To test the performance of this ADAPET-based entity disambiguation classifier, Philip and the team implemented it within the existing DCA system as an additional input when choosing between entity candidates. For example, when extracting an entity such as “Boston,” this would help the system decide whether the word represents the city itself or, for example, a sports team. The results indicate that while ADAPET-integrated DCA and baseline DCA perform similarly, the ADAPET component reaches its peak accuracy with much less training data.

These results were obtained through testing in the domain of general news data. Further testing showed that in a more niche domain (in this case mental health news) fine-tuning DCA with ADAPET resulted in a 10% across-the-board performance improvement. “This system is able to more readily adapt to a more varied set of domains without degrading the performance on the baseline general news domain,” Philip summarized. In the future, he hopes to further improve the system by adding more language support (it is currently limited to English), testing it on more domains, and integrating it with different knowledge bases.

This isn’t the only few-shot learning project at Babel Street. During Hackathon 2022, Team 2 pursued a few-shot event extraction project. Events are more complex than entities (hence the tendency to throw powerful, massively trained models at them); they describe interactions involving one or more entities. We can assign these entities different roles based on how they participate in the event. As an example, take the sentence “Tony bought a sandwich from Satriale’s.” In this purchase event, the entity Tony would be in the buyer role, sandwich would be in the product role, and Satriale’s would be in the seller role. Team 2 used the same language masking approach to determine the correct candidate for a given role by asking the model a series of yes or no questions.

Focusing on movement events, the team provided the following example: “We're told the Australian Prime Minister was greeted by the King as he arrived in London today from Australia." When identifying the origin role, their model formulates the problem like this: “Is London the origin of the movement? - False.

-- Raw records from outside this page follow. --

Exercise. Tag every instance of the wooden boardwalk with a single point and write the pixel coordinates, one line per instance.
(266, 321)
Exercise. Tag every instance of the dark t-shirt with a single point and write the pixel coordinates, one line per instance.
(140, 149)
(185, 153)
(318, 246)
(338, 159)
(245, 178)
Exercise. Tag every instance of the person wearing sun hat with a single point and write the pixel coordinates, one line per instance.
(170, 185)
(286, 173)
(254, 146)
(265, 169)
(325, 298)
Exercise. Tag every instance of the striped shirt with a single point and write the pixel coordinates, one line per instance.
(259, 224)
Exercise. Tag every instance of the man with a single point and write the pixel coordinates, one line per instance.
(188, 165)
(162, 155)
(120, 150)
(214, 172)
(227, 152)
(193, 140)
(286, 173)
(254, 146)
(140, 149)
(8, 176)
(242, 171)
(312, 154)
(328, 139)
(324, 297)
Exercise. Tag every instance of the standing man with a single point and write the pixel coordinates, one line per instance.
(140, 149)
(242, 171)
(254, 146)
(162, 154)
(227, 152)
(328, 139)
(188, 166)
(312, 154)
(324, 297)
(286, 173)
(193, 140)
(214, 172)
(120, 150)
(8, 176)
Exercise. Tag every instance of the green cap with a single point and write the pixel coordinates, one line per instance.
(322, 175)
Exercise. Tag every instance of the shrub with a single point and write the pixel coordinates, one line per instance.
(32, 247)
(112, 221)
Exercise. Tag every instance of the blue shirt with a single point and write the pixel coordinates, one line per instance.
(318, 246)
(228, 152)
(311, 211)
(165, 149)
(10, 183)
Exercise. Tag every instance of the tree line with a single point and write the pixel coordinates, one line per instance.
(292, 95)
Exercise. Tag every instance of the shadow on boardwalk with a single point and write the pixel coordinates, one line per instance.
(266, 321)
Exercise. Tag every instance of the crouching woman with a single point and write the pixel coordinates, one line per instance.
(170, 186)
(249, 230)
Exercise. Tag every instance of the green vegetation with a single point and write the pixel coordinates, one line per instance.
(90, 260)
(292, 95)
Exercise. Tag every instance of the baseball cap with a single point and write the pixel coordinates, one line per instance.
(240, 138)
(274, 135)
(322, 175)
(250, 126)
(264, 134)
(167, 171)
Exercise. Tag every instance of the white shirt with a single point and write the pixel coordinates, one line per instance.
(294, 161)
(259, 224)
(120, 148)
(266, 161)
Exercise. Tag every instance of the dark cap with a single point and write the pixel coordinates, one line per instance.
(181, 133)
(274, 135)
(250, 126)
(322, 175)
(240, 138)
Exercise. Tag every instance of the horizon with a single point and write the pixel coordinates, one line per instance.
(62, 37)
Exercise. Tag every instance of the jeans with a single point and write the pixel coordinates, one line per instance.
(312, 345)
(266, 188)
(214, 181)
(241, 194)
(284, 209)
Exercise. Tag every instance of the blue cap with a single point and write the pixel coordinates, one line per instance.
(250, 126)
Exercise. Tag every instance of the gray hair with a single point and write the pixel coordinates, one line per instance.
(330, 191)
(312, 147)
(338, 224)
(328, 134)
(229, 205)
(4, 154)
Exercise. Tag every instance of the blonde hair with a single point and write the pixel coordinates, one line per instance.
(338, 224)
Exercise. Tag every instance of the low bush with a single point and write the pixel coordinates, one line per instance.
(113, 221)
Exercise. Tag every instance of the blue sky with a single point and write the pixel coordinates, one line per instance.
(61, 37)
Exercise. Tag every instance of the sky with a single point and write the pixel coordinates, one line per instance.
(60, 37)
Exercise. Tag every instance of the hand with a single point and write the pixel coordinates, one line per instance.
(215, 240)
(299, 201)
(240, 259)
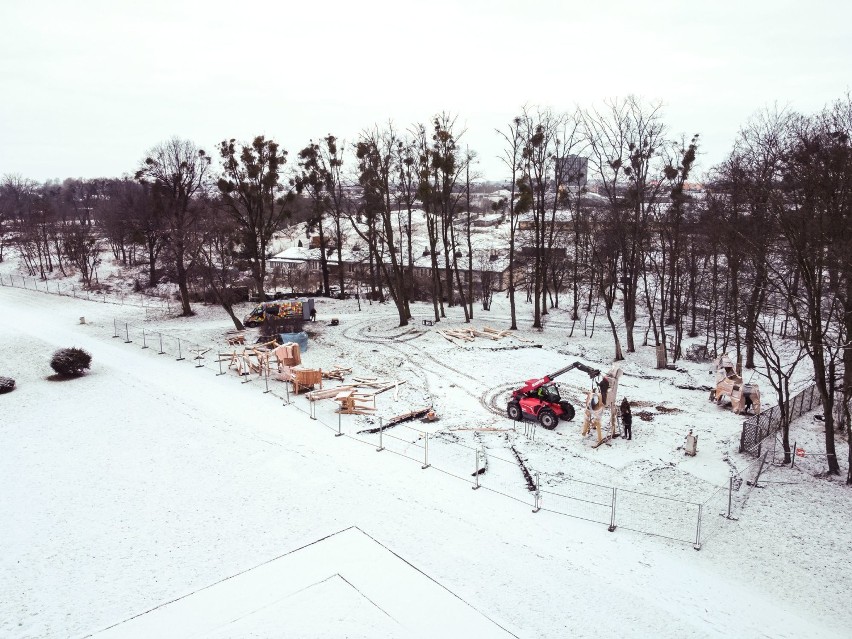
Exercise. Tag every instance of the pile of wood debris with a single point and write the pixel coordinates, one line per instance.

Is Australia the origin of the movement? - True.” Incidentally, Team 2’s results showed promise for one of Philip’s team’s long term goals: their English-primed model (using GPT-J, which works differently from ADAPET) showed some success answering questions in French.

One of Team 2’s biggest obstacles during their project was the amount of manual annotation they had to do. Since they generated multiple yes/no questions for each sentence, their 115 sentences became 350 training examples. However, this is still a drop in the bucket compared to the amount of work necessary for training a new model from scratch. It’s exciting to think about what we can do with all the time that pattern exploitation training will save.